Boyd started out by discussing the various lengths of stirrup, and so we lengthened our stirrup to a flatwork length and warmed up with an emphasis on dressage- compressing and lengthening, getting the horse soft through the neck, etc. Jack started out fairly tight because of the number of horses and spectators, but finally settled once he understood the job.
We then moved on to building through a gymnastic line. We trotted a circle to get the horse round and soft (something Jack struggled with after standing) and then approaching the line- 1 stride to a 2 stride to a 2 stride. Jack’s stride is really big, and he definitely had a hard time compressing to meet the first two stride question. Each time the emphasis was on keeping the horse straight and landing and cantering in the opposite direction of our approach. We haven’t done so many combinations yet, and at one point in time Jack spooked coming into the sea of rails. But overall he jumped well and Boyd was very complimentary of his abilities.
We next went to doing a figure 8 over the crossed gates you can see in the background of the above video. Boyd cautioned us not to use our torso to get the horse to land on the correct lead. Instead, we needed to keep our upper body straight and not jump ahead, and focus on just using our head and an opening rein to guide the horse. Even though it was a figure 8, he also placed guide rails on the backside of the fence so that we would stay straight for 2 strides after the jump- avoiding the temptation to keep turning in the air instead of giving a straighter approach/away.
From there we started stringing fences together. First with bending lines incorporating the liverpool and big oxer in the corner, and quickly adding on other elements that tested our balance and getting the correct lead.

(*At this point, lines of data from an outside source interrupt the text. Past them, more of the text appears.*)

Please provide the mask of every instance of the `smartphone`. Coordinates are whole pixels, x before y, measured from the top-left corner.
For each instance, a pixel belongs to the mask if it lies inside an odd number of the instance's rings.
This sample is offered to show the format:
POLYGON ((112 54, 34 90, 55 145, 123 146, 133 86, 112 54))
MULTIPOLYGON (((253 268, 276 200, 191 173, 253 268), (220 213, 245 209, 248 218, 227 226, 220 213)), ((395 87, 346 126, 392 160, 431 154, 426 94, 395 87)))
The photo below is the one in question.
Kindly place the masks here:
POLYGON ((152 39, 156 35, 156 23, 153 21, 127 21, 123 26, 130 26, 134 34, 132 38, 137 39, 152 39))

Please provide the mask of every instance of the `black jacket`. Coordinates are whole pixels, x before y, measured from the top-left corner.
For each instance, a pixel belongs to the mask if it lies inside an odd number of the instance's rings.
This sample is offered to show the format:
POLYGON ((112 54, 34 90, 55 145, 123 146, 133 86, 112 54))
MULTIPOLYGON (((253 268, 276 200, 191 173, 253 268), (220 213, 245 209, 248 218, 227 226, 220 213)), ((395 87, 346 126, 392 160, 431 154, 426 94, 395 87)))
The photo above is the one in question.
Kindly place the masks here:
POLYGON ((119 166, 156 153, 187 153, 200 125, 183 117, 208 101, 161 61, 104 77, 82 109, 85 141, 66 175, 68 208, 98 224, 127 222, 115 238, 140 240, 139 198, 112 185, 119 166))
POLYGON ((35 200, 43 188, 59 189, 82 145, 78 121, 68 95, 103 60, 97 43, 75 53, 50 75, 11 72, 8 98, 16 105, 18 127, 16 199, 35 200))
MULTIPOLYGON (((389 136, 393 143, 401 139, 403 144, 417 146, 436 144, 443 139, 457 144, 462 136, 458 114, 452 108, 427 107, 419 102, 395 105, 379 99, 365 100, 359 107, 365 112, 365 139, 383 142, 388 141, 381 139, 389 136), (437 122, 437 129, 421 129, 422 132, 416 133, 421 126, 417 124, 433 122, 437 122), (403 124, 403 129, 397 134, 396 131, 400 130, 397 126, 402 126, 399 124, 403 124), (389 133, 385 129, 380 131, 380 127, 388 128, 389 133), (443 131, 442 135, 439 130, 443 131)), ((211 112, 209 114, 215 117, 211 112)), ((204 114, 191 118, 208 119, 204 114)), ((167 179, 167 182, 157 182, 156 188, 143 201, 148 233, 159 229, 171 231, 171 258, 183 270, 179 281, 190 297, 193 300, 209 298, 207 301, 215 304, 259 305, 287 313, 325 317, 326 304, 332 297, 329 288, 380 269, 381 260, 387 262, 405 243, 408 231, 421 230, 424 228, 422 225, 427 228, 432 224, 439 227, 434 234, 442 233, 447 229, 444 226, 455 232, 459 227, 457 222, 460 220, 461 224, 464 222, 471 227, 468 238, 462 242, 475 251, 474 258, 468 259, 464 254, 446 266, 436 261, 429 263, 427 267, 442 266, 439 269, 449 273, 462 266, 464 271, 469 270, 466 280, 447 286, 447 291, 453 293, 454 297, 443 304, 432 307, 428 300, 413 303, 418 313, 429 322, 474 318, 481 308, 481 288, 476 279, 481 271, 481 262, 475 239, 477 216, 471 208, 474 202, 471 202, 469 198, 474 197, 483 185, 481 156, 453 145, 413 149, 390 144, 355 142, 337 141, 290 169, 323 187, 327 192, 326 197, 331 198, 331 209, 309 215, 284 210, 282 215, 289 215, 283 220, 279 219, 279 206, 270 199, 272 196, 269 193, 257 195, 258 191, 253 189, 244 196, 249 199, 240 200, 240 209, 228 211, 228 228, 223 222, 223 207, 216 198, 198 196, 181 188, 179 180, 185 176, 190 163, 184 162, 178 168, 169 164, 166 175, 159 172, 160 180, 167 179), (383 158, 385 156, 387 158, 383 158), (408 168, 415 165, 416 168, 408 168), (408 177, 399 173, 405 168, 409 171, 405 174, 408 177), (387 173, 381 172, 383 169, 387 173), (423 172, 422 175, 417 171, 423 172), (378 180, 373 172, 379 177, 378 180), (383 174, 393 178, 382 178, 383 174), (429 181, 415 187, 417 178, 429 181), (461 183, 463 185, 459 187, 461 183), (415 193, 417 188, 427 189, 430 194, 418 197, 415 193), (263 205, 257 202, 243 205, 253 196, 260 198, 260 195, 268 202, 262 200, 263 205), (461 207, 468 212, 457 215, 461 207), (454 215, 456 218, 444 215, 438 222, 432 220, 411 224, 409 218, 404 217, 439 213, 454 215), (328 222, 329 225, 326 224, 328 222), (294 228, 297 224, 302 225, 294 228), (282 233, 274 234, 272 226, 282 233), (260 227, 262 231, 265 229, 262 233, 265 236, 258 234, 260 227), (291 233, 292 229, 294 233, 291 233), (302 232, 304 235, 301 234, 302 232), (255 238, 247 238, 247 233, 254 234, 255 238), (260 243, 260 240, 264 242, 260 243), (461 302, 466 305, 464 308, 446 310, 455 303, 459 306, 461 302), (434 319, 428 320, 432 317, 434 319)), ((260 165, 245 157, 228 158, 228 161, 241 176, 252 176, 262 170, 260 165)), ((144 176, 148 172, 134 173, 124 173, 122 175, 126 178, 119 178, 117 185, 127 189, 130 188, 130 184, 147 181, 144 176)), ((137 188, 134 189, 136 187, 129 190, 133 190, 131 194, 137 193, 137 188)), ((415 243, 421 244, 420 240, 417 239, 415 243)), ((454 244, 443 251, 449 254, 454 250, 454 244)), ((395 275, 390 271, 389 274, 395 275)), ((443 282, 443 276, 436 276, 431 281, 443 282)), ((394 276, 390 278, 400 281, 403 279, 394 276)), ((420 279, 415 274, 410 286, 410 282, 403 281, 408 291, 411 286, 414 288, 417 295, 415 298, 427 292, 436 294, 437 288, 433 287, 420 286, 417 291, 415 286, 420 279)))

Since the line, which most horses got in 6 strides, was riding in a forward 5 for Jack, Boyd had me ride very quietly into it and wanted my to end on 6 strides for the day. So we finished by having all the riders go around the outside of the track, and I was challenged to keep Jack steady. Again our greenness with combinations showed through the treble, which was a tight one to a two stride, and we finished by adding on a bending line to another oxer at the end.
Overall, I learned a lot about my horse- that he’s a good jumper, but we have work to do in regards to teaching him that he now has a 3rd gear he can use- and that’s a quieter step that’s still active and balanced. My leg still needs to get tighter, and I learned that I need to not obsess over getting the perfect ride every time. Boyd was positive and encouraging, but definitely rewarded a gritty ride that got the job done. We wrapped up with a drink and some chili and Jack went home for some well deserved mash and a little rest before day 2!